PEWC RequiredThe new law restricts the use of automated technology and prerecorded messages by requiring prior express written consent before placing a call or sending a text message. These restrictions even apply to calls made with an established business relationship and calls to consumers who are not on the Florida state DNC list.

Broad ATDS Definition: The new law includes an autodialer definition that is  broader than how that term is defined in the TCPA, as interpreted by the Supreme Court in Facebook, which includes “an automated system for the selection or dialing of telephone numbers or the playing of a recorded message.” This broad definition is untested will likely result in significant and costly litigation to determine its applicability.

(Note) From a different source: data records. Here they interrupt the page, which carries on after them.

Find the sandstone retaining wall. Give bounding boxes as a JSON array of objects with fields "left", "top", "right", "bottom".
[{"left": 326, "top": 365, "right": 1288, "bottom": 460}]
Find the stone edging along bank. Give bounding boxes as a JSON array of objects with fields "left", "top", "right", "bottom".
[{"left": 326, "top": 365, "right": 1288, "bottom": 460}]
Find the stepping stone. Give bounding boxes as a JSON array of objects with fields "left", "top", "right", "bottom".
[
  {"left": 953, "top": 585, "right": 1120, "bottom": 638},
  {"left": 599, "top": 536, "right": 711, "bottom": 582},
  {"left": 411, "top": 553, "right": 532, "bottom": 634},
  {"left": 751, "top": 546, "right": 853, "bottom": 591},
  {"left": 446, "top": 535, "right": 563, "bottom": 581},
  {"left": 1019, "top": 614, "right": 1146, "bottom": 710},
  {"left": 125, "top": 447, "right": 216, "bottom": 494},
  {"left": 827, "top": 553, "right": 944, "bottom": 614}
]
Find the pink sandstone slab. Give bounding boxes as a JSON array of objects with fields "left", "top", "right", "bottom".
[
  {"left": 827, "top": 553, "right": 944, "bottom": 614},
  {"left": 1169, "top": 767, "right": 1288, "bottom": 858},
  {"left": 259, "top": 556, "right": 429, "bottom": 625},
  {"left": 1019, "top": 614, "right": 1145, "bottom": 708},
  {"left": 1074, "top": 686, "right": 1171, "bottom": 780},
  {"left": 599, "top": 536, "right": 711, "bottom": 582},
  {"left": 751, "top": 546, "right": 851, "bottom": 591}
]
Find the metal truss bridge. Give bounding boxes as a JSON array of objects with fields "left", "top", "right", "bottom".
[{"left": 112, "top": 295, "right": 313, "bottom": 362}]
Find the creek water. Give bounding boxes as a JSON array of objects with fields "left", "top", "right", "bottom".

Private Right of Action:  The new law includes a private right of action with potential damages as high as $1500 for each willful violation, or actual damages or $500, whichever is greater, for violations that are not deemed to be willful.

Restricted Call TimesThe new law narrows legal call times (currently 8:00 am to 9:00 pm) to 8:00 am to 8:00 pm.

Area Code PresumptionThe new law includes a presumption that any call made to a Florida area code is a call to a Florida resident or to a person in the state, regardless of where the recipient may actually reside.

Cap on Call Attempts The new law includes a three-call cap on the number of attempts to reach a Florida consumer within a 24-hour period.

Upon receipt of the bill, Governor Ron DeSantis will have 15 (fifteen) days to sign it or veto it.  If he fails to any take action within that period, then the bill will automatically become law and be effective on July 1, 2021. If the bill is enacted into law, Blacklist members seeking to contact Florida residents should evaluate it carefully and be prepared to adjust outbound calling and texting campaigns accordingly.